Background information
- Born: Jerry Lynn Haymes August 30, 1940 (age 85) Vernon, Texas, U.S.
- Genres: Country
- Occupations: recording artist, songwriter, producer, publisher, radio DJ, and radio station owner

= Jerry Haymes =

Jerry Haymes (born August 30, 1940) is an American rock musician. He has contributed to the genre of rock and roll for over 50 years. Over the years he has performed on many chart hits. Haymes is also a member of the Rock 'n Roll Hall of Fame and Texas Music Hall of Fame.

== Early life ==
Haymes was born on August 30, 1940 in Vernon, Texas. He was raised in Clovis, New Mexico, and while attending Clovis High began recording at Norman Petty Recording Studios. After graduating, Haymes attended Abilene Christian University, Southern Methodist University, and Kilgore College. He also spent time studying at the London Conservatory of Music. He was childhood friends with Roy Orbison, who he later professionally worked with. This led Haymes to Sun Records, where he was an original Sun Legends Musician and Singer.

== Other interests ==
Haymes has held various roles in the music industry, including Recording Artist, Songwriter, Producer, Publisher, Radio DJ, and Radio Station owner. Additionally, he served in the US Army, with assignments in Europe and Vietnam, where he held the rank of warrant officer. He also spent 30 years as a Southwest Conference umpire and referee. Haymes presently, though semi-retired, still performs and works as a hospital chaplain and with various military veterans groups. He is often a guest speaker at schools and for civic groups. He serves on the board of directors for several arts and entertainment organizations and museums.
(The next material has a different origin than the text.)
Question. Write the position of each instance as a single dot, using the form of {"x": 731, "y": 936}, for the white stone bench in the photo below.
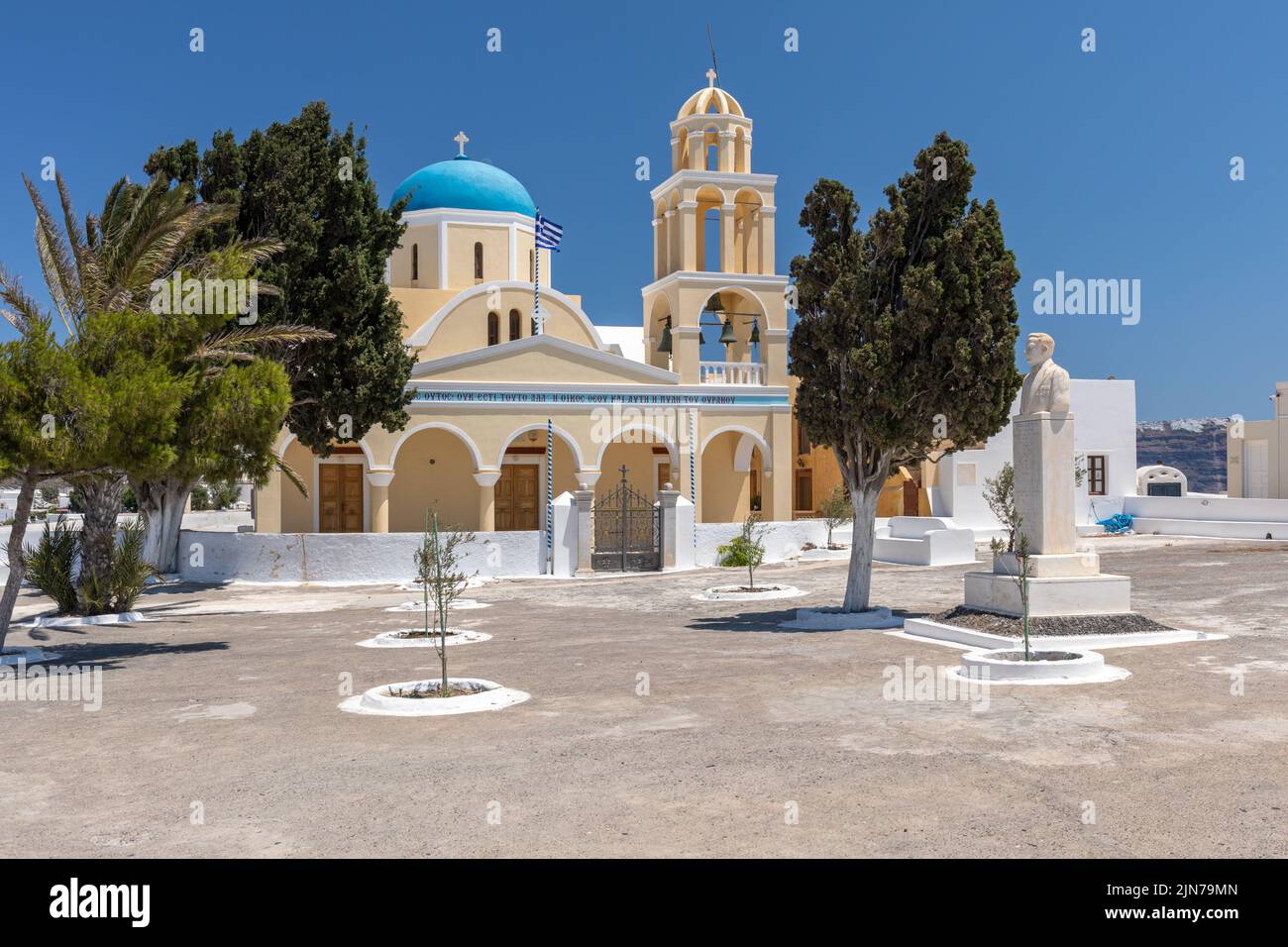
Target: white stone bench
{"x": 922, "y": 541}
As the Texas Division Chaplain for the Sons of Confederate Veterans and also military veterans, he serves just short of 3,000 veterans in the state of Texas and throughout the Southwest. Haymes is the only chaplain who has ever served under 3 different commanders. In 2011, he will be entering his 6th year in this position, making him the longest serving division chaplain on record. Haymes served with the US Army in Europe and Southeast Asia (Vietnam).

== Trivia ==
Artists Jerry Haymes has worked for or with:
- Roy Orbison
- Gene Vincent
- Buddy Knox
- Johnny Cash & Tommy Cash
- Hank Snow
- Carter Family
- Wanda Jackson
- Bonnie Tyler
- Rick Nelson
- Mel Tormé
- Mahalia Jackson
- Tony Pastor Orchestra
- The Oak Ridge Boys
- Broadway Musical Orchestra
- w/ Sara Jessica Parker

Songs Haymes is known for:
- "Party Doll"
- "It’s A Heart Ache"
- "Let’s Have A Party"
- "Smile of a Clown"
- "If You Catch Me Looking Up"
- "That’s All"
- "What Then"
- "So Fine"
- "Rose Marie"
- "Walk Through This World With Me"
- "Marry Me"

In 2005, Haymes was named as one of Billboard Magazine's Lifetime Achievement Award Winners as A Top Ten Recording Session Musician of the past 45 years.